Dubbing Studio | ElevenLabs Documentation

Create a Dubbing Studio project

Check the ‘Create Dubbing Studio’ box when creating a dub.

Click on Create Dub. Once the Dubbing Studio project is created, you will be able to open it.

Core Concepts

Speaker Cards

Speaker cards show the original transcription and translation (if you add one) of dialogue from the source video. You can click ‘Transcribe Audio’ to retranscribe the original speech, or click the arrow to re-translate an existing transcription.

Edit Transcripts and Translations

Both transcriptions and translations can be edited freely - just click inside a speaker card and start typing to edit the text.

Speaker Identification

You can see the name of each speaker in the top left of the speaker card. To change the name of a speaker or reassign a clip to a different speaker, you’ll need to use the Timeline.

Timeline

The timeline contains many important elements of Dubbing Studio, covered in more detail in different sections below:

There are 3 main ways to navigate the timeline:

Click and drag the cursor
Horizontally scroll
Input a specific timecode on the right side of the timeline

Adjust clips and regenerate audio

Drag the handles on the left or right side of a clip to adjust its length.
Click the refresh icon to regenerate the audio for that clip.

Dynamic vs. Fixed Generations

NOTE: By default, all regenerations in Dubbing Studio are Fixed Generations, which means that the system will keep the duration of the clip fixed regardless of how much text it contains. This can lead to speech speeding up or slowing down significantly if you adjust the length of a clip without changing the text, or if you add/remove a large number of words to a clip.

Consider a clip with the phrase ‘I’m doing well.’ If that clip were set to last 10 seconds and the audio were generated using Fixed Generations, the speech would sound slow and drawn out.

Alternatively, you can use Dynamic Generations by right clicking a segment and selecting it from the options. This will attempt to adjust the length of the clip to the length of the text and make the audio sound more natural.

But be careful – using Dynamic Generations could affect sync and timing in your videos. If, for example, you select Dynamic Generation for a clip with many words in it, and there is not enough room before the next clip for it to properly expand, the audio may not generate properly.

Stale Audio

Stale audio refers to audio that needs to be regenerated for one of many reasons (clip length changes, settings changes, transcription/translation changes, etc).
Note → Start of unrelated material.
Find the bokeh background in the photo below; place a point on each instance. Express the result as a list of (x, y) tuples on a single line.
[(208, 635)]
You can regenerate stale clips individually or click ‘Generate Stale Audio’ to bulk generate all stale audio clips.

Clip History

You can right click a clip and select ‘Clip History’ to view previous generations and select the one that sounds best.

Split and Merge clips

To split a clip, move the cursor to a specific timecode and click ‘Split’.
To merge two clips, drag the ends of the clips together and click ‘Merge.’
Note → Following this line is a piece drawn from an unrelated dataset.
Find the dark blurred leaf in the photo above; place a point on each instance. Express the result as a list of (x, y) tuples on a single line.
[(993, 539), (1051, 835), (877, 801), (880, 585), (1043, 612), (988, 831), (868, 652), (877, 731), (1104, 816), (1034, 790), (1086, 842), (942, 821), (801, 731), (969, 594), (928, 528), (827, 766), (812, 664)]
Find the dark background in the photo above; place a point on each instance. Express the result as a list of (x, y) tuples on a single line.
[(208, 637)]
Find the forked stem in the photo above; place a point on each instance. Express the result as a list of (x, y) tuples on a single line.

As you split and merge clips, the speaker cards above the timeline will update to reflect these changes.

Reassign clips to different speakers

To reassign a clips to a different speaker, click the segment and drag it to another track.

Add additional audio tracks

Use the action buttons at the bottom of the timeline to add new audio tracks

Voice Settings

Voice Selection

To select the voice that will be used to generate audio on a specific speaker track, click the settings cog icon on the left side of the timeline near the speaker name.
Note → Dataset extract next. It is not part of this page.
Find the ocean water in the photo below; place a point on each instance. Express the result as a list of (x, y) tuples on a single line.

There are 3 main types of voices to choose from in Dubbing Studio:

Clip clone - this creates a unique voice clone for each clip based on the source audio for that clip
Track clone - this creates a single voice clone for the whole track based on all source audio for a given speaker
Other voices - you can also choose from thousands of voices available in our Voice Library, each with detailed metadata and tags to help you choose the right one

You can also create, save, and reuse a voice from a specific clip by right clicking the clip and selecting ‘Create Voice from Selection.‘

Setting Track vs. Clip Level Settings

You can set voice settings at two levels:

Track Level - changes will apply across all clips in the track, which can help with stability and consistency.
Clip Level - changes will only apply to a specific clip. To set clip-level settings, use the panel on the right side of the timeline. Disable the ‘inherit track settings’ toggle and configure your desired settings.

Exports

Click ‘Export’ in the bottom right of Dubbing Studio to open the export menu.

Dubbing Studio currently supports the following export formats:

AAC (audio)
MP3 (audio)
WAV (audio)
.zip of audio tracks
.zip of audio clips
AAF (timeline data)
SRT (subtitles/captions)
CSV (speaker, start_time, end_time, transcription, translation)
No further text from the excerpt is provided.